Because of the successful clinical trial of CAR-T for relapsed refractory blood cancers, Science published a review of CAR-T as the greatest scientific breakthrough of the year in 2013. Several experts have also pointed out that immunotherapy will be the fifth most important treatment for tumors after surgery, chemotherapy, electrotherapy, and targeted drugs. US President Barack Obama responded to this major scientific breakthrough by including CAR-T technology as a key component of precision medicine in his 2015 proclamation to the American people, and by calling on and rewarding the Penn State medical team at the White House. The collaboration between Penn State and Novartis subsequently led to the first FDA approval of a "CAR-T cell" drug in August 2017, representing the beginning of an epoch-making cancer treatment.
Since Penn State Carl June's research team has announced the success of CD19 CAR-T cells in treating patients with B-cell blood cancers that have failed to respond to conventional therapies, it was published in the New England Journal of Medicine in 2011. This breakthrough success ignited a worldwide fervor for CAR-T research. Not only academia such as Penn State University, Memorial Sloan Kettering Cancer Center, and National Cancer Institute, but also major pharmaceutical and biotech companies such as Novartis, Pfizer, Juno therapeutics, and Kite Pharma have all invested huge amounts of money and academia in CAR-T research. In particular, Juno and Kite, two companies focused on CAR-T with market capitalization of about NT$150 billion and NT$100 billion respectively, are competing to develop this highly technical and capital-intensive field of autologous CAR-T cell immunotherapy for cancer.

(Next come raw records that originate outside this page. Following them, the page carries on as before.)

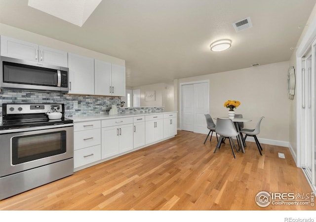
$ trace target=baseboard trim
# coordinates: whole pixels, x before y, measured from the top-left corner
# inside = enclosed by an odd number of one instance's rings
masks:
[[[216,134],[213,134],[213,137],[216,137]],[[258,140],[260,144],[268,144],[269,145],[278,146],[279,147],[284,147],[289,148],[289,143],[286,141],[282,141],[280,140],[270,140],[269,139],[263,139],[258,138]],[[255,143],[255,139],[252,137],[247,137],[246,141]],[[293,151],[293,149],[291,152]],[[292,154],[293,155],[293,154]],[[293,156],[294,157],[294,156]]]
[[[301,168],[301,166],[298,166],[297,164],[297,156],[296,155],[296,153],[294,151],[294,149],[293,149],[293,148],[291,146],[291,144],[289,143],[288,143],[288,148],[290,150],[290,152],[291,152],[291,154],[292,155],[293,159],[294,160],[295,165],[297,167]]]

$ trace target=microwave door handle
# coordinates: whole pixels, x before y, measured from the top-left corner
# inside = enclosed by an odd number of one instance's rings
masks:
[[[57,86],[60,87],[61,84],[61,74],[60,70],[57,70]]]

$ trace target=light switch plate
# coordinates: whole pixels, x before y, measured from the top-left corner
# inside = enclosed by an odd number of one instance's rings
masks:
[[[282,158],[282,159],[285,158],[285,156],[284,156],[284,153],[282,153],[281,152],[278,152],[277,154],[278,155],[279,158]]]
[[[74,109],[78,109],[78,101],[74,101]]]

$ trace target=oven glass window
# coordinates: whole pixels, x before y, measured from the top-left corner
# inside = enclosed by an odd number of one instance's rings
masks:
[[[13,165],[66,152],[66,131],[13,137]]]

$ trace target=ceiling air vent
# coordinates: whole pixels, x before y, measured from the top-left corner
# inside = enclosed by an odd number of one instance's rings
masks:
[[[250,20],[250,17],[247,17],[246,18],[233,23],[233,26],[235,28],[236,32],[238,32],[251,28],[252,27],[252,24],[251,23],[251,20]]]

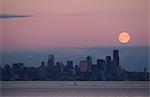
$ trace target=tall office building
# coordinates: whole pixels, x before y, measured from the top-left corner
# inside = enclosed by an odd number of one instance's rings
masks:
[[[67,61],[67,65],[66,65],[67,69],[72,70],[73,69],[73,61]]]
[[[55,56],[54,55],[48,56],[47,67],[48,67],[49,72],[54,71],[54,67],[55,67]]]
[[[88,61],[87,60],[82,60],[80,61],[80,72],[88,72]]]
[[[91,70],[92,70],[92,57],[91,56],[87,56],[86,60],[88,62],[88,72],[91,72]]]
[[[113,50],[113,62],[119,66],[119,51]]]

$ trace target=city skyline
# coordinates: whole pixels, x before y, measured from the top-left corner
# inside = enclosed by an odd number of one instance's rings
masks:
[[[112,57],[96,59],[88,55],[79,64],[67,60],[66,64],[55,60],[55,55],[48,55],[47,61],[41,61],[38,67],[26,67],[24,63],[13,63],[0,67],[3,81],[149,81],[149,70],[130,72],[120,65],[119,50],[113,50]]]
[[[57,48],[43,51],[9,52],[2,54],[1,63],[5,65],[20,62],[29,67],[37,67],[40,65],[40,61],[47,58],[48,54],[54,54],[56,61],[61,61],[63,64],[65,64],[67,60],[73,60],[75,64],[79,64],[80,59],[84,59],[85,56],[88,55],[92,56],[93,63],[96,63],[96,59],[104,59],[105,56],[111,55],[112,49],[120,50],[120,65],[126,70],[143,71],[142,68],[149,68],[149,47]]]

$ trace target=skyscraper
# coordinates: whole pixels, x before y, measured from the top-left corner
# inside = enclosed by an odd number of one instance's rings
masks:
[[[119,66],[119,51],[113,50],[113,62]]]
[[[88,72],[88,61],[87,60],[81,60],[79,66],[80,66],[80,72]]]
[[[92,67],[92,57],[91,56],[87,56],[86,60],[88,62],[88,72],[91,72],[91,67]]]
[[[54,55],[49,55],[48,56],[48,61],[47,61],[47,67],[49,72],[54,71],[54,66],[55,66],[55,56]]]

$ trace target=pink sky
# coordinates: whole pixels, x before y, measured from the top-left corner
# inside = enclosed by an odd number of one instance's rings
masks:
[[[1,19],[5,50],[56,47],[148,46],[149,0],[3,0],[1,14],[33,15]]]

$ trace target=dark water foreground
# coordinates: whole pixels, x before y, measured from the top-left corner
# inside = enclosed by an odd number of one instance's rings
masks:
[[[2,81],[0,97],[150,97],[149,82]]]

A New Milestone In Cancer Treatment
What is CAR-T?
CAR-T cells for tumor immunotherapy require high technology and the manufacturing process is quite complicated. Briefly, the patient's white blood cells need to be isolated at the first stage, the T cells are isolated and activated, the CAR-bearing virus is transduced to the T cells, and the CARs are expressed on the surface of the T cells after a few days, proliferate to the required "cell dose", and then the CAR-T cells are returned to the patient after the patient's immune function is reduced by chemotherapy.
CAR-T Evolution
A breakthrough in CAR-T construction
Chimeric antigen receptors include an antibody-specific structural domain, mostly formed by combining the heavy and light chains of a single strain of antibody into a single-chain antibody with transmembrane and intracellular signaling structural domains. The first generation CAR contains a CD3ζ intracellular signaling domain. The second generation CAR adds a second intracellular signaling domain (e.g., 41BB or CD28), so that when CAR-T cells bind to an antigen, it triggers signals from two activated T cells, and the T cells can continue to be activated and not die. Several clinical trials have also shown that high concentrations of CAR-T cells can be sustained in patients for more than six months, leading them into long-term disease remission. Third-generation CARs add three intracellular signaling domains, and fourth-generation CARs add cytokines or costimulatory ligands to enhance the immune response to attack tumors.
Clinical Trial Of CAR-T Cells For Malignant Lymphoma
Published in the Journal of Clinical Oncology in 2015, this is the first clinical trial to successfully treat diffuse large B-cell lymphoma. In this clinical trial, four of seven patients (57%) with chemotherapy-naïve diffuse large B-cell lymphoma achieved complete remission after injection of autologous CAR-T cells. In three of these patients, remission was sustained for up to 22 months.
Clinical Trial Of CAR-T Cells For Solid Tumors
By replacing the single-chain antibodies of CAR-T with Tumor associated antigen (TAA) that can identify solid tumors, CAR-T cells can also kill solid tumors, and therefore various clinical trials of solid tumor CAR-T cells, such as EGFR, EGFRv3, HER2, mesothelin, IL13Rα2, CEA, GD2, CD133 and other tumor-associated antigens, have been launched in Europe and the United States. The results of the current clinical trials show that these specific TAA CAR-T cells respond to solid tumors. Therefore, a possible solution is to use two or more tumor-associated antigens - bispecific CAR-T cells to treat solid tumors to increase the efficacy, and the second is to use local injection of CAR-T or reduce the affinity between single-chain antibodies and TAA to avoid Thirdly, CAR-T cells expressing a protein such as an immune checkpoint inhibitor to avoid the dilemma of tumor microenvironment.